Final Remarks

Abstract

We have reached the end of the book. Have we got any answers to the question we raised in the introductory chapter? Having presented the several options for classification – SVMs alone, asingle EAs and hybridization at two stages of learning – what choice proved to be more advantageous, taking into consideration prediction accuracy, comprehensibility, simplicity, flexibility and runtime?

Let us summarize the conclusions we can draw after experimenting with each technique:

• SVMs (Chap. 2) hold the key to high accuracy and good runtime. If good accuracy and small runtime are all that matter for the user, SVMs are the best choice. If interest also concerns an intuitive idea of how a prototype for a class looks like, the user should see other options too, as SVMs put forward insufficient explanations [Huysmans et al, 2006] for how the predicted outcome was reached. That which cannot be understood, cannot be fully trusted.

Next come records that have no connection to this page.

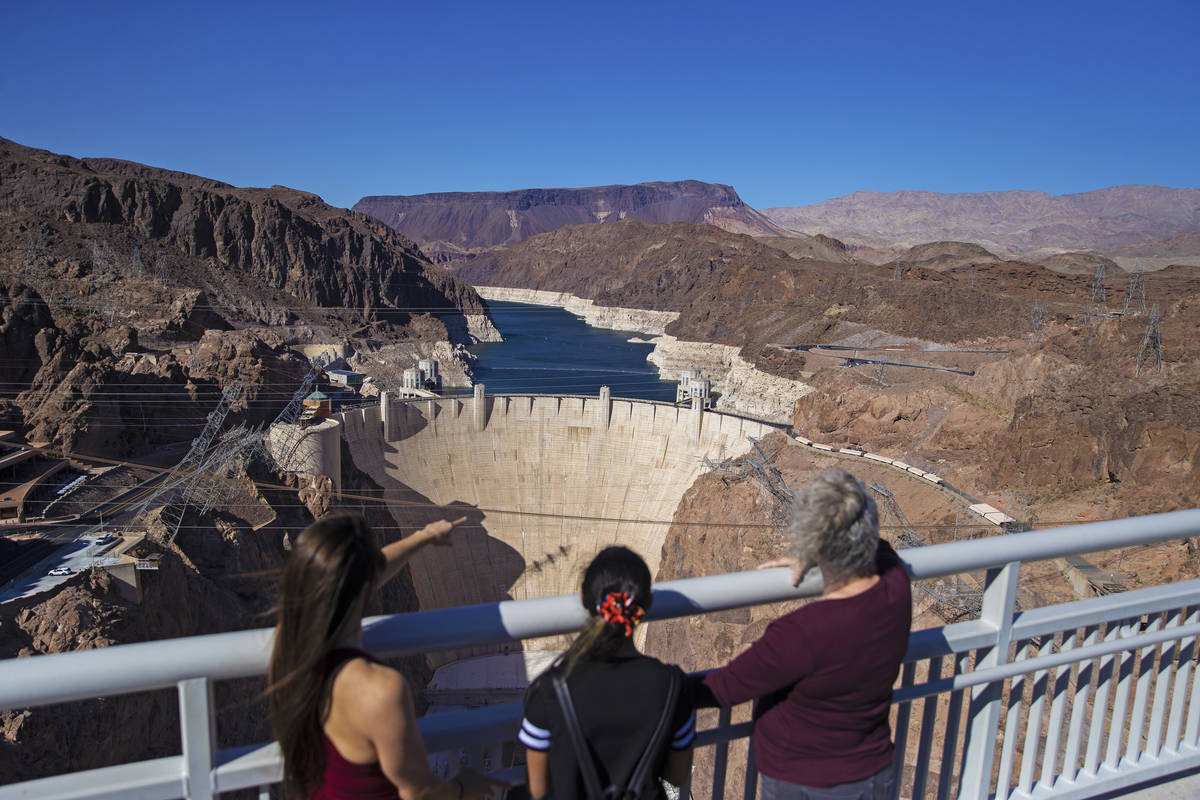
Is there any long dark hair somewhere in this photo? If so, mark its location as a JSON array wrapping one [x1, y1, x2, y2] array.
[[266, 515, 384, 796], [551, 546, 654, 673]]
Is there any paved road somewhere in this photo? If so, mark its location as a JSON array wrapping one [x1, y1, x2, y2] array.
[[0, 527, 121, 603]]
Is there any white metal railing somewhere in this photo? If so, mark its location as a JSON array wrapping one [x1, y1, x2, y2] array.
[[0, 510, 1200, 800]]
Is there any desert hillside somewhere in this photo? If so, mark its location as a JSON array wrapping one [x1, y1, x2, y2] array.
[[0, 134, 494, 455], [763, 186, 1200, 265]]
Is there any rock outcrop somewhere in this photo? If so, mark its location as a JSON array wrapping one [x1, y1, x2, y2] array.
[[0, 481, 431, 782], [354, 181, 784, 258], [0, 139, 499, 456]]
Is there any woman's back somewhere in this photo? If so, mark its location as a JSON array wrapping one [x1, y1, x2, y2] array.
[[520, 645, 695, 800], [312, 648, 403, 800]]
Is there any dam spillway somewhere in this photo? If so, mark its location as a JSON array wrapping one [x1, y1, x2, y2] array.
[[337, 386, 775, 656]]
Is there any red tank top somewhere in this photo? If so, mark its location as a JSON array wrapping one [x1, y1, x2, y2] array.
[[310, 648, 400, 800]]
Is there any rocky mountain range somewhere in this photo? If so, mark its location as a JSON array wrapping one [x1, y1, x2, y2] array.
[[456, 212, 1200, 519], [0, 139, 496, 456], [354, 181, 786, 259], [763, 186, 1200, 265]]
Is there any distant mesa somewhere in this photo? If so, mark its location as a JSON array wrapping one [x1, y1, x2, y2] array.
[[895, 241, 1001, 272], [354, 181, 788, 260], [763, 185, 1200, 263]]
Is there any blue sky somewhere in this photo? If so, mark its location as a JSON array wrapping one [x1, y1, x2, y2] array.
[[0, 0, 1200, 207]]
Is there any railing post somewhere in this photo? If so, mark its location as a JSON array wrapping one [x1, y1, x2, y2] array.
[[943, 561, 1021, 800], [179, 678, 217, 800]]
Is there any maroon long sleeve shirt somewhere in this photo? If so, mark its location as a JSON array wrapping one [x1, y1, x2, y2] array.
[[704, 540, 912, 787]]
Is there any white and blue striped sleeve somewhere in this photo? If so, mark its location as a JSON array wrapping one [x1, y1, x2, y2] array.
[[671, 711, 696, 750], [517, 717, 550, 751]]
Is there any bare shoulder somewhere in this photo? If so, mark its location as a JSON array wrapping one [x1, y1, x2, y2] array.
[[334, 658, 410, 717]]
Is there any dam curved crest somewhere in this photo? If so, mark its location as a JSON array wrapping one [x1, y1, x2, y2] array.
[[340, 387, 774, 662]]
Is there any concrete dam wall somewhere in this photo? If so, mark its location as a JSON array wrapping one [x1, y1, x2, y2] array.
[[337, 386, 774, 657]]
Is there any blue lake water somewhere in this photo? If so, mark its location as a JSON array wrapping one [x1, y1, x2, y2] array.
[[470, 301, 676, 402]]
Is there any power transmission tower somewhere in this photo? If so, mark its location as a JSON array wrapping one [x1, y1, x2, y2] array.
[[1133, 303, 1163, 375], [1033, 299, 1048, 344], [704, 437, 796, 528], [121, 380, 241, 543], [1121, 261, 1146, 317], [186, 426, 263, 515], [254, 366, 319, 473], [1084, 264, 1111, 323], [25, 230, 49, 285], [91, 240, 113, 283]]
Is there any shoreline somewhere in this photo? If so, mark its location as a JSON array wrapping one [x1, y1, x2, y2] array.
[[475, 287, 814, 425]]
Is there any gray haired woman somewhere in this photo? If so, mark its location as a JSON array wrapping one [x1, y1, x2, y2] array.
[[692, 469, 912, 800]]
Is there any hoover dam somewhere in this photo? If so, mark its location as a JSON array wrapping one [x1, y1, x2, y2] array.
[[309, 385, 775, 666]]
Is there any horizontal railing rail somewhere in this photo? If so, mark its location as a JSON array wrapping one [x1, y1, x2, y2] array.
[[0, 510, 1200, 800]]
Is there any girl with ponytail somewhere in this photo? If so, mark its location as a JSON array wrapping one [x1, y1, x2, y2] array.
[[518, 547, 696, 800]]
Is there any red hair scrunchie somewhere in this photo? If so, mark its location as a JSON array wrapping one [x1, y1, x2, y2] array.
[[596, 591, 646, 637]]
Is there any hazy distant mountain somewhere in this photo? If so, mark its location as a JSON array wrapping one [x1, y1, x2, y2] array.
[[763, 186, 1200, 255], [354, 181, 786, 258]]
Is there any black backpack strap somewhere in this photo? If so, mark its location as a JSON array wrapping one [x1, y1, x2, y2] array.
[[624, 667, 682, 798], [550, 670, 605, 800]]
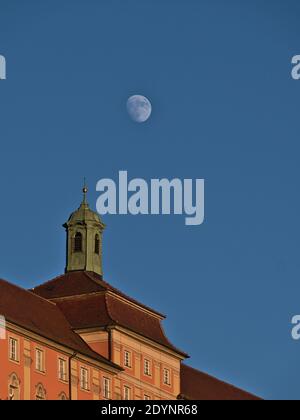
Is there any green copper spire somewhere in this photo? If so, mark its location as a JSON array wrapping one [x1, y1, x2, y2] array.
[[63, 180, 105, 276]]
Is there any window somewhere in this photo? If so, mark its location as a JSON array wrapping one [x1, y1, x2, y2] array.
[[8, 373, 20, 400], [58, 392, 68, 401], [80, 368, 89, 391], [74, 232, 82, 252], [9, 338, 19, 362], [35, 384, 46, 400], [124, 386, 131, 401], [103, 378, 110, 400], [35, 349, 44, 372], [124, 351, 131, 367], [95, 235, 100, 255], [164, 369, 171, 385], [58, 358, 67, 381], [144, 359, 151, 376]]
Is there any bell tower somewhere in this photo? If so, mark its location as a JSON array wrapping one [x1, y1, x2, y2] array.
[[63, 185, 105, 276]]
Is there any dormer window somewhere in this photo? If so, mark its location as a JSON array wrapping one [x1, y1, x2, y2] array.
[[95, 234, 100, 255], [74, 232, 82, 252]]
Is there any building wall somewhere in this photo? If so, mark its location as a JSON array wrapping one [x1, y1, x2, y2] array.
[[0, 328, 114, 400], [80, 329, 181, 400]]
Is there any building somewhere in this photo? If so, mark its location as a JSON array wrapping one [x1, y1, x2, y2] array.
[[0, 188, 257, 400]]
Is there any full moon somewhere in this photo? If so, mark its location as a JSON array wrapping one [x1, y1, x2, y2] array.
[[127, 95, 152, 123]]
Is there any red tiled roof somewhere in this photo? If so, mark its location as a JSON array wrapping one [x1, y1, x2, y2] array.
[[57, 294, 188, 357], [32, 271, 165, 318], [0, 280, 118, 368], [179, 364, 260, 401], [33, 271, 188, 358]]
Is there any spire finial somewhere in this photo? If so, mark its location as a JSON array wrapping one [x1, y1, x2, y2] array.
[[82, 177, 89, 204]]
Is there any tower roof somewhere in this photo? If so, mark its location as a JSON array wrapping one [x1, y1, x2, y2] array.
[[64, 186, 105, 229]]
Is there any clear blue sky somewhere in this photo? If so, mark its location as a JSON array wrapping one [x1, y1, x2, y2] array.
[[0, 0, 300, 399]]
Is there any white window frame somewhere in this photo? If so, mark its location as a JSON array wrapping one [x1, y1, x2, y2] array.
[[58, 357, 68, 382], [124, 385, 131, 401], [103, 378, 111, 400], [163, 368, 171, 386], [144, 359, 152, 377], [35, 348, 45, 373], [9, 337, 19, 362], [124, 350, 132, 368], [80, 366, 90, 391]]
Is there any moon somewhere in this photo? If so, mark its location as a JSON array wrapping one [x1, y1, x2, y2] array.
[[127, 95, 152, 123]]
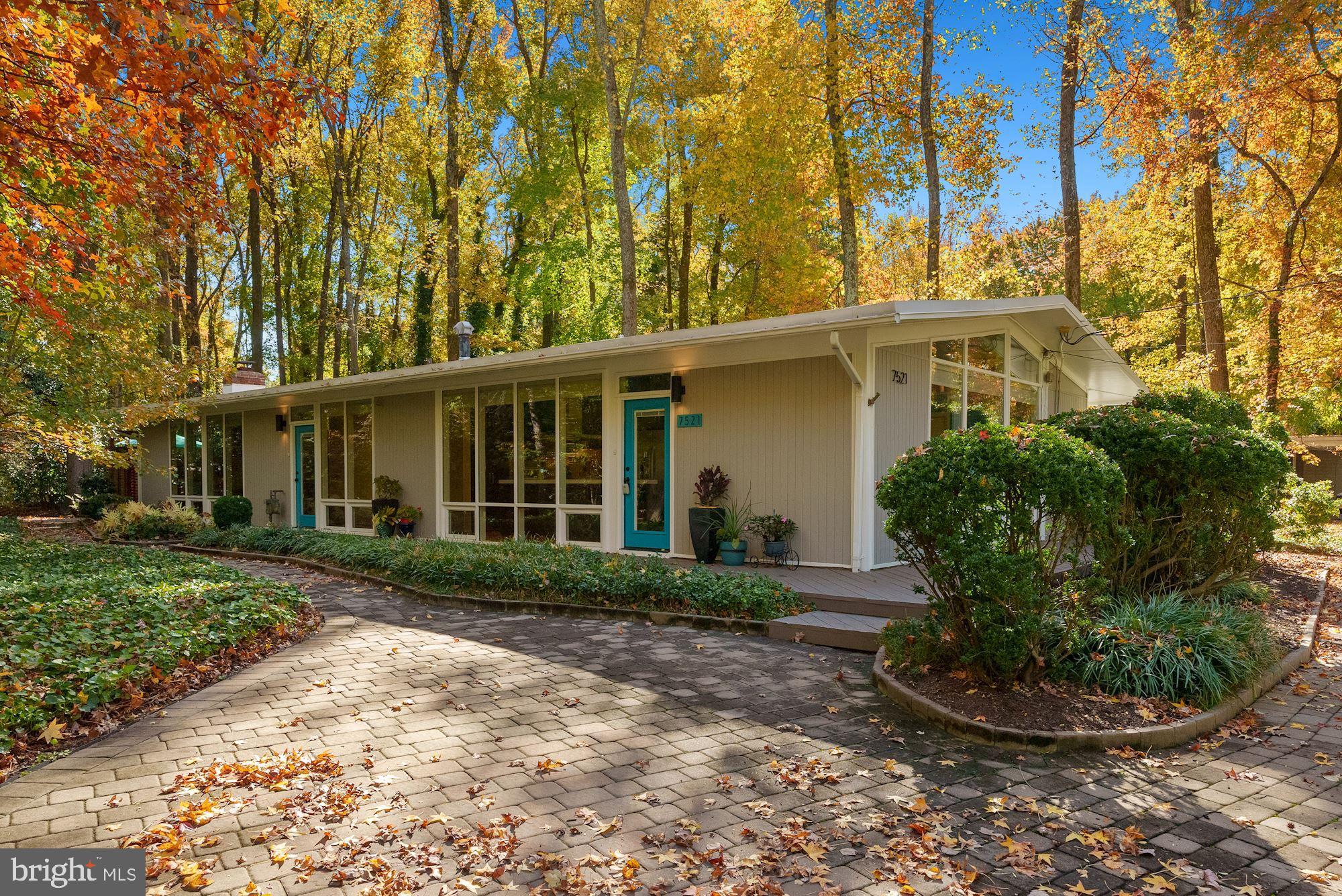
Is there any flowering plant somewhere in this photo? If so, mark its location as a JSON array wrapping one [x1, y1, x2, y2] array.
[[750, 512, 797, 542]]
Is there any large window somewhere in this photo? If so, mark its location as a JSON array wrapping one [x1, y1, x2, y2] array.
[[440, 377, 601, 543], [169, 413, 243, 514], [931, 333, 1043, 436], [319, 398, 373, 530]]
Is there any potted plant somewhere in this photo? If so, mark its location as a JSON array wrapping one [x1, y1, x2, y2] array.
[[690, 467, 731, 563], [373, 504, 399, 538], [373, 476, 401, 516], [718, 502, 753, 566], [396, 504, 424, 537], [747, 511, 797, 557]]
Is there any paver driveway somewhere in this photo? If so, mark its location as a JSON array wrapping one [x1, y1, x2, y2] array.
[[0, 562, 1342, 896]]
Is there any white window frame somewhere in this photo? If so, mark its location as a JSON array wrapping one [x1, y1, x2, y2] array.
[[317, 396, 377, 535], [435, 370, 608, 549]]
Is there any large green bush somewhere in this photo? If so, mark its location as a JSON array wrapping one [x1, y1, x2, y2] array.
[[1066, 592, 1278, 708], [209, 495, 251, 528], [876, 424, 1123, 681], [0, 534, 307, 752], [1272, 473, 1342, 550], [188, 526, 804, 620], [95, 500, 204, 541], [1051, 396, 1290, 594]]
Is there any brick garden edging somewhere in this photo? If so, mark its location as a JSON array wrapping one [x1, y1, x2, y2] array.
[[176, 545, 769, 637], [871, 570, 1330, 752]]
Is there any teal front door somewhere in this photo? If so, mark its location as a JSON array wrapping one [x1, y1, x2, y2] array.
[[624, 398, 671, 551], [294, 423, 317, 528]]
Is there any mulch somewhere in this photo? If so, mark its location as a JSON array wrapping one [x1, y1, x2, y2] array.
[[891, 553, 1342, 731]]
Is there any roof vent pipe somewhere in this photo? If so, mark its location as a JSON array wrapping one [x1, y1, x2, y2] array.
[[452, 321, 475, 359], [829, 330, 862, 389]]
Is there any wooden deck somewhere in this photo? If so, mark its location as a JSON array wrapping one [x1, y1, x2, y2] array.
[[667, 558, 927, 618]]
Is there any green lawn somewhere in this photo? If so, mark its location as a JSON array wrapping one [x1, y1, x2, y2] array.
[[0, 524, 311, 762], [188, 527, 805, 620]]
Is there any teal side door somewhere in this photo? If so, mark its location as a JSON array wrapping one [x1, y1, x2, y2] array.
[[294, 423, 317, 528], [624, 398, 671, 551]]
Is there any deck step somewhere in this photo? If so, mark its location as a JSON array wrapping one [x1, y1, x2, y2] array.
[[769, 610, 890, 653]]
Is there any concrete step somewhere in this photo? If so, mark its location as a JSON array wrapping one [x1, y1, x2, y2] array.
[[769, 610, 890, 653]]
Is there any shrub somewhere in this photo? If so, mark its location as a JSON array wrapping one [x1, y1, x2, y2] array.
[[209, 495, 251, 528], [188, 526, 804, 620], [1051, 396, 1290, 594], [1272, 473, 1342, 550], [1068, 592, 1276, 708], [0, 534, 309, 766], [1133, 386, 1253, 429], [97, 500, 204, 541], [876, 424, 1123, 681]]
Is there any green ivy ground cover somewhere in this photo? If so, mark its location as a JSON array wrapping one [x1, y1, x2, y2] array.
[[0, 527, 309, 765], [188, 527, 805, 620]]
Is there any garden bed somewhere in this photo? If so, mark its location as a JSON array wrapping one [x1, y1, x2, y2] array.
[[874, 553, 1329, 751], [187, 527, 807, 624], [0, 534, 321, 782]]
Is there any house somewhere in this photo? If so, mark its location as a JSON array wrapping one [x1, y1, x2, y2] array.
[[140, 296, 1143, 571], [1291, 436, 1342, 498]]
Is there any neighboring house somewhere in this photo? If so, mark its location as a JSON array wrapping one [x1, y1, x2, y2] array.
[[1291, 436, 1342, 496], [140, 296, 1143, 570]]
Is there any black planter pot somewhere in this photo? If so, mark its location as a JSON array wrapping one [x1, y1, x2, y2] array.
[[690, 507, 722, 563]]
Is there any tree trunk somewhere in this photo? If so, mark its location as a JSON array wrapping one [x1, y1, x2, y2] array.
[[592, 0, 651, 335], [1170, 0, 1231, 392], [918, 0, 941, 298], [1057, 0, 1086, 309], [825, 0, 858, 306]]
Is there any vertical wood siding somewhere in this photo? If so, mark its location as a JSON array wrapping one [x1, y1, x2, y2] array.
[[870, 342, 931, 565], [137, 423, 172, 504], [243, 408, 294, 526], [373, 392, 437, 538], [671, 355, 852, 566]]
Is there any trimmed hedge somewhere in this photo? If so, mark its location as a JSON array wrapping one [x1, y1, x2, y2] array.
[[187, 526, 805, 620]]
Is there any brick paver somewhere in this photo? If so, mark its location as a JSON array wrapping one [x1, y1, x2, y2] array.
[[0, 562, 1342, 896]]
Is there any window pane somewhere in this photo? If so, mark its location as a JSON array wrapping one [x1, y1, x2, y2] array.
[[346, 401, 373, 500], [224, 413, 243, 495], [205, 417, 224, 498], [443, 389, 475, 507], [969, 333, 1007, 373], [931, 339, 965, 363], [480, 385, 515, 504], [965, 370, 1002, 428], [522, 507, 554, 542], [480, 507, 514, 542], [564, 514, 601, 545], [1011, 339, 1039, 382], [931, 363, 965, 436], [620, 373, 671, 392], [1011, 380, 1039, 423], [187, 420, 204, 495], [518, 380, 556, 504], [560, 378, 601, 507], [168, 420, 187, 495], [322, 404, 345, 502], [447, 510, 475, 535]]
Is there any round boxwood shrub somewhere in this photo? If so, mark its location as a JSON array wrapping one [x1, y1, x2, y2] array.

• GC (Chap. 4) and CC (Chap. 5) evolve class prototypes holding attribute thresholds that must be simultaneously reached in order to label a sample with a certain outcome. Evaluation requires good accuracy on the training data. Diversity for prototypes of distinct classes is preserved either through radii separating subpopulations or through the maintenance of multiple populations, each connected to one class. Understandability is increased, as thresholds are provided for the attributes that differentiate between outcomes, but accuracy cannot surpass that of SVMs. Feature selection can be directly added to the evolutionary process through a concurrent HC. Not all problem variables are thus further encoded into the structure of an individual, which leads to genome length reduction and enhancement of comprehensibility.

• These findings trigger the idea of combining the good accuracy of SVMs with the comprehensible class prototypes of EAs. ESVMs (Chap. 6) geometrically discriminate between training samples as SVMs, formulate the SVM primal optimization problem and solve it by evolving hyperplane coefficients through EAs. This is in fact EAs doing the optimization inside SVMs. Accuracy is comparable to SVMs, the optimization engine is simpler and the kernel choice unconstrained. As for comprehensibility, ESVMs are just more direct than SVMs in providing the weights. Runtime is increased by addressing the entire data set each time the evaluation of an individual takes place; chunking partly resolves it. Nevertheless, another advantage over SVMs is that ESVMs can be endowed with a GA feature selector, performed simultaneously with weight evolution. This extracts the more informative attributes, as a more understandable result of the classification label. The end-user can therefore view what are the indicators that influence the outcome.

• A sequential SVM-CC hybridization (Chap. 7) should be more comprising of the advantages of both. SVMs relabel the training data and the EA can this time address a noise-free collection to extract prototypes from. A shorter highly informative data set can be also obtained by referring only support vectors following the SVMs. Attribute thresholds are again generated by CC, as the better performing of the two presented EA approaches to classification. A HC is included again for synchronized feature selection. A pyramid of the importance of each problem variable for the triggered outcome can be additionally perceived. Finally, feature selection at the level of obtained prototypes presents a comprehensible format and image of those significant attributes for each class and the thresholds by which they differentiate between outcomes.